Ce constat est en partie corroboré par cette enquête de la Cegos sur les stratégies d’externalisation des entreprises françaises. Parmi les plus de 8 entreprises sur 10 qui ont déjà externalisé une ou plusieurs fonctions :

  • près de la moitié justifient leur décision par le souhait de réduire les coûts ;
  • mais 2 sur 5 mentionnent également le souci d’efficacité, et la même proportion invoque le recentrage sur le cœur de métier ;
  • 36% évoquant le manque d’expertise en interne.

Ces deux derniers points sont clairement des motivations d’ordre organisationnel. A noter que les entreprises interrogées dans les 8 pays d’Europe de l’Ouest et du Nord dans cette étude d’IT Sourcing Europe (consacrée à l’outsourcing informatique) répondent de façon analogue : la réduction des coûts vient en premier (sauf en Norvège), puis les gains liés à l’organisation de la production.

Enfin, les entreprises françaises qui choisissent de ré-internaliser – comme une sur cinq déclare l’avoir déjà fait – invoquent prioritairement la mauvaise qualité de la prestation et l’augmentation des coûts. Un chiffre qui renforce l’idée qu’une externalisation réussie suppose un vrai travail partenarial qui ne se réduit pas à une simple équation salaires contre prix de la prestation.

Externalisation et innovation

Une autre étude, conduite par Cognizant et Warwick Business School (commentée ici), apporte un éclairage européen.
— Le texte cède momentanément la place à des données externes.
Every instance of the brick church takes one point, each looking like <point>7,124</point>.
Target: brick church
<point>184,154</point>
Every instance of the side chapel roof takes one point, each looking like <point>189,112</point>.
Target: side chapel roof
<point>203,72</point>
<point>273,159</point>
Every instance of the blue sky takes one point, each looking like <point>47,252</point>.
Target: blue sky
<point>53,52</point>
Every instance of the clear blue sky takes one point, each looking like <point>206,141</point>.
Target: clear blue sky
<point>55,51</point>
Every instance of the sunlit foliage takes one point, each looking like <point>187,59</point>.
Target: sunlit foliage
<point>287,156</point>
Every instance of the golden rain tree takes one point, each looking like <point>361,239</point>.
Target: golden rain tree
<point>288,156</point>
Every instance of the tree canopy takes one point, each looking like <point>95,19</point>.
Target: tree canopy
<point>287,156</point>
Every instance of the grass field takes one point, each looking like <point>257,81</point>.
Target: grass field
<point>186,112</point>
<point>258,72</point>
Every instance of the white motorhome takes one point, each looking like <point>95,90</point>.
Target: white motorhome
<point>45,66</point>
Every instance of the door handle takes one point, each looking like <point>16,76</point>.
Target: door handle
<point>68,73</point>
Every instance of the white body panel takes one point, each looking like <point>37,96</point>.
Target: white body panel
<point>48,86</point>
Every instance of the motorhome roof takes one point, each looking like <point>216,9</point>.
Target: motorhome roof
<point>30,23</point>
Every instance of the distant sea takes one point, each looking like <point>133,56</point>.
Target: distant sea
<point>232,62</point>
70% des 250 cadres dirigeants de grandes entreprises européennes interrogés estiment que l’externalisation de fonctions s’est traduite par des innovations créatrices de valeur pour l’entreprise. Pour autant, seuls 35% admettent avoir pu mesurer concrètement cet effet. La moitié d’entre eux seraient prêts à payer davantage leurs services externalisés pour bénéficier d’un processus régulier d’innovation mis en place avec les prestataires.
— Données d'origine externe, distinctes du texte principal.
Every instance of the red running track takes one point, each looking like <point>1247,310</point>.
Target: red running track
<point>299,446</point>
Pour Ilan Oshri, spécialiste de l’outsourcing et professeur, notamment, à la Warwick Business School, « le monde du travail de demain sera gouverné par les modèles économiques de nouvelle génération, où des équipes réparties dans le monde apporteront leur expertise, facteur de meilleur rendement, d’innovation et de plus grande réactivité au changement ».

Julia Kotlarski, professeur dans cette même école, renchérit : « les relations d’externalisation modernes peuvent apporter bien plus qu’une simple réduction des coûts. Capitaliser sur une expertise de premier ordre et une expérience acquises dans le cadre d’autres missions permet de développer de nouvelles structures d’équipes collaboratives virtuelles, afin de mobiliser les talents les plus pertinents sur chaque projet ».

Si l’externalisation est parfois analysée (notamment par l’économiste Pierre Veltz) comme un facteur de stress et de précarité supplémentaire pour les organisations et leurs salariés, elle peut également être utilisée comme un puissant levier de valorisation des talents.